Good morning and welcome back to this week’s edition of the Myth of Money.
The U.S. Dollar continued to slide this week to its lowest levels in two years, while the Euro rallied 10% on positive news of the European recovery fund. Lebanon became the first country in the Middle Eastern and North African region to enter hyperinflation after the Lebanese Lira inflation rate exceeded 50% for 30 days in a row.
American consumers increased their spending in June by 5.6%, a welcome reprieve from Thursday’s GDP report. The American economy shrunk a whopping 32.9% (annualized) in the second quarter, the worst quarterly plunge since 1947. On Wednesday, Federal Reserve Chair Jerome Powell warned that the viral epidemic was endangering any modest economic rebound — a key reason why the Fed plans to keep interest rates pinned near zero.
‘Flight to safety’ assets like gold, silver and bitcoin continue to surge, while Americans await a second relief bill, which will require an additional monetary infusion in the trillions, creating even more downward pressure on the greenback.
Goldman Sachs published a research report this week stating that “real concerns around the longevity of the US dollar as a reserve currency have started to emerge.” Goldman cited several system risks including long-term inflation, political uncertainty, spikes in virus infections and continued build-up of government debt.
In a pre-pandemic world, we have become accustomed to the idea of American dominance. Zooming out, however, the last century is framed by World War I, followed by an era of European dominance, World War II, followed by an era of American dominance and now COVID-19, likely followed by a period of Chinese dominance.
The US dollar was established as the world’s reserve currency in 1944, in an effort to stabilize the global economy post the devastating economic effects of WWII. Originally backed by gold, the dollar’s continued dominance has been questioned since 1971, when Nixon abolished the gold standard. The dollar maintained its superior status due to lack of viable alternatives, particularly in the emerging markets. Now backed solely by the faith and credit of the American government, the greenback has come under pressure as the American economy continues to shrink and the government continues to come under criticism for mishandling the COVID-19 pandemic.
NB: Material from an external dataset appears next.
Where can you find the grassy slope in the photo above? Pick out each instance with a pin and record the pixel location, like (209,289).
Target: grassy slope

Meanwhile, China has entered the market with its own futuristic currency - the digital Renminbi. Backed by the soon-to-be largest global economy, the digital currency integrates seamlessly into popular applications such as WeChat and AliPay. For the first time in 75 years, the dollar has a real fiat competitor.
Fans of alternative currencies such as Bitcoin have been sounding the alarm against the dollar for a decade, and the narrative is finally landing to a wider audience. This week I sat down with a group of experts at Sir Anthony Ritossa’s 11th Global Family Office Investment Summit in Monaco to discuss the future of digital assets. TL;DR: Family offices worldwide are considering diversifying their holdings as they watch the U.S. continue to fumble.
This Week By the Numbers
US stocks finished a fourth straight month in the green, largely due to Big Tech’s continued rockstar performance. Since March, the Nasdaq 100 has added about $4 trillion in market value and beat the benchmark for a 10th straight month - the longest winning streak in 20 years.
All eyes were on Bitcoin this week, as the digital currency gained over 20% in just a few days, before making a sharp correction late into Saturday night due to a sudden $1B+ liquidation. Meanwhile, Gold continues to rise to all time-highs amid geopolitical uncertainty.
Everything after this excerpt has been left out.